The green vegetation fraction (Fg) is an important climate and hydrologic model parameter. A common method to calculate Fg is to create a simple linear mixing model between two NDVI endmembers: bare soil NDVI (NDVI_o) and full vegetation NDVI (NDVI_∞). Usually it is assumed that NDVI_o is close to zero (NDVI_o ∼ 0.05) and is generally chosen from the lowest observed NDVI values. However, the mean soil NDVI computed from 2906 samples is much larger (NDVI = 0.2) and is highly variable (standard deviation = 0.1). We show that the underestimation of NDVI_o yields overestimations of Fg.

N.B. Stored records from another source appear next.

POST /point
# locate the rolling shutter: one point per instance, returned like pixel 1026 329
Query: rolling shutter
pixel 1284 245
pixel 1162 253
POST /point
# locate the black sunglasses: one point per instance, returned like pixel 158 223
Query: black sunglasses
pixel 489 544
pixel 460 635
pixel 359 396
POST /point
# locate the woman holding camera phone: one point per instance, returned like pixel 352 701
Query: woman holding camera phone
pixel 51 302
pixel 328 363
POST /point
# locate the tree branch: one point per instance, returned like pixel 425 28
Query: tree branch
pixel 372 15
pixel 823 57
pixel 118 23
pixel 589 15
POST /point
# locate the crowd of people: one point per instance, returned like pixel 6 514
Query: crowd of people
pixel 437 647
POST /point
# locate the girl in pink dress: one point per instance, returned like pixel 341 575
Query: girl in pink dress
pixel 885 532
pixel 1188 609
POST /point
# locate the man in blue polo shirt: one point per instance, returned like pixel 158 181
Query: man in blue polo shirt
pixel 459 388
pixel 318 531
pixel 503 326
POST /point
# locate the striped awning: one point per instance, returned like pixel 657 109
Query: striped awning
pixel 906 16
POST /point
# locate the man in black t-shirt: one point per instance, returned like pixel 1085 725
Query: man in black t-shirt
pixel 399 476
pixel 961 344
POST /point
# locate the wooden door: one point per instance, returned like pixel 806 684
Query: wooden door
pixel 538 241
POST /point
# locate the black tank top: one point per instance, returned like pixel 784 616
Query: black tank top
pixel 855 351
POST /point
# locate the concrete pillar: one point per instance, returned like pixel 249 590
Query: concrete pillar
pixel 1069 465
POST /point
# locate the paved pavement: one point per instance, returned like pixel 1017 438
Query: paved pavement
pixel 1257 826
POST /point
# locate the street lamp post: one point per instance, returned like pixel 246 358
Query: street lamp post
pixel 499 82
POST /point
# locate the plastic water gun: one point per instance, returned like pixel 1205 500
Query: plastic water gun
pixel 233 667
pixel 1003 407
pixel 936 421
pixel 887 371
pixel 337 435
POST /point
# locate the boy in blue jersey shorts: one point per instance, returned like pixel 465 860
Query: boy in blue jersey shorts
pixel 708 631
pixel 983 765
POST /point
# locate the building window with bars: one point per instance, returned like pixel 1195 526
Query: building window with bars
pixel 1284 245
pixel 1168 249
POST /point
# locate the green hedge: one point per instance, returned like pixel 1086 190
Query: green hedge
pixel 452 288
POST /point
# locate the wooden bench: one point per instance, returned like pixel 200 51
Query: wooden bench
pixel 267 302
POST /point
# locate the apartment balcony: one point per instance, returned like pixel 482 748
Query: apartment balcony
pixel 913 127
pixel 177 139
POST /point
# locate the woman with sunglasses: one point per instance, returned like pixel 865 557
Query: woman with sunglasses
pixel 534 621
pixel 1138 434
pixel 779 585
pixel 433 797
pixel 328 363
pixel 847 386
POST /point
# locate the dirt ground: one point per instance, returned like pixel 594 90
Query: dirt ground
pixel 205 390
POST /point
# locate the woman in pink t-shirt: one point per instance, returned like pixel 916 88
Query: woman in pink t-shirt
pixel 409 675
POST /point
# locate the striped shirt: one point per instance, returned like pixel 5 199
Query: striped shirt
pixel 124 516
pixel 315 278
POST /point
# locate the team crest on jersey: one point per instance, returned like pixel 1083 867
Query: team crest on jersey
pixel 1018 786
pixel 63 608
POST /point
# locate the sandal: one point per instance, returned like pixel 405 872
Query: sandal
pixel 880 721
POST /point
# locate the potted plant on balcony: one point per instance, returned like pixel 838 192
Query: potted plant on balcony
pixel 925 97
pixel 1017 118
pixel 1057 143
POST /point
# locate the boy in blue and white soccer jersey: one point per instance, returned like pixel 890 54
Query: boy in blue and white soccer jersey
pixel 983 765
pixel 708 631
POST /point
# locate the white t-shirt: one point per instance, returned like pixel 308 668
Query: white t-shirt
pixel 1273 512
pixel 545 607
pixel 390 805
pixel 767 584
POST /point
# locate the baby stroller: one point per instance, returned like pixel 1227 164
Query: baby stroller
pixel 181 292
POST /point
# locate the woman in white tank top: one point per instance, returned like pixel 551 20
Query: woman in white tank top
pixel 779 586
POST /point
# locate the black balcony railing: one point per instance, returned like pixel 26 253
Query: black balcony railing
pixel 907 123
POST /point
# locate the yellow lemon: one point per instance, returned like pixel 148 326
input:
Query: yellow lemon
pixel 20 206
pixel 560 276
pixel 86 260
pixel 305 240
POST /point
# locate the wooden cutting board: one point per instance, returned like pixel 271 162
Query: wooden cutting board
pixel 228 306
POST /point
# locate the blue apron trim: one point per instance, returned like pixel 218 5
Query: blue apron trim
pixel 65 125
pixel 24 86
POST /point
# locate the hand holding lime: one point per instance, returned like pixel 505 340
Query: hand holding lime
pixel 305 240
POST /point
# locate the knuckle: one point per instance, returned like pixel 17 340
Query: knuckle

The largest errors occur in grassland and shrubland areas. Using parameters for NDVI_o and NDVI_∞ derived from global scenes yields overestimations of Fg that are larger than 0.2 for the majority of U.S. land cover types when pixel NDVI values are 0.2 < NDVI_pixel < 0.4. When using conterminous U.S. scenes to derive NDVI_o and NDVI_∞, the overestimation is less (0.10-0.17 for 0.2 < NDVI_pixel < 0.4). As a result, parts of the conterminous U.S. are affected at different times of the year depending on the local seasonal NDVI cycle. We propose using global databases of NDVI_o along with information on historical NDVI_pixel values to compute a statistically most-likely estimate of Fg. Using in situ measurements made at the Sevilleta LTER, we show that this approach yields better estimates of Fg than using global invariant NDVI_o values estimated from whole scenes. At the two studied sites, the Fg estimate was adjusted by 52% at the grassland and 86% at the shrubland. More significant advances will require information on spatial distribution of soil reflectance.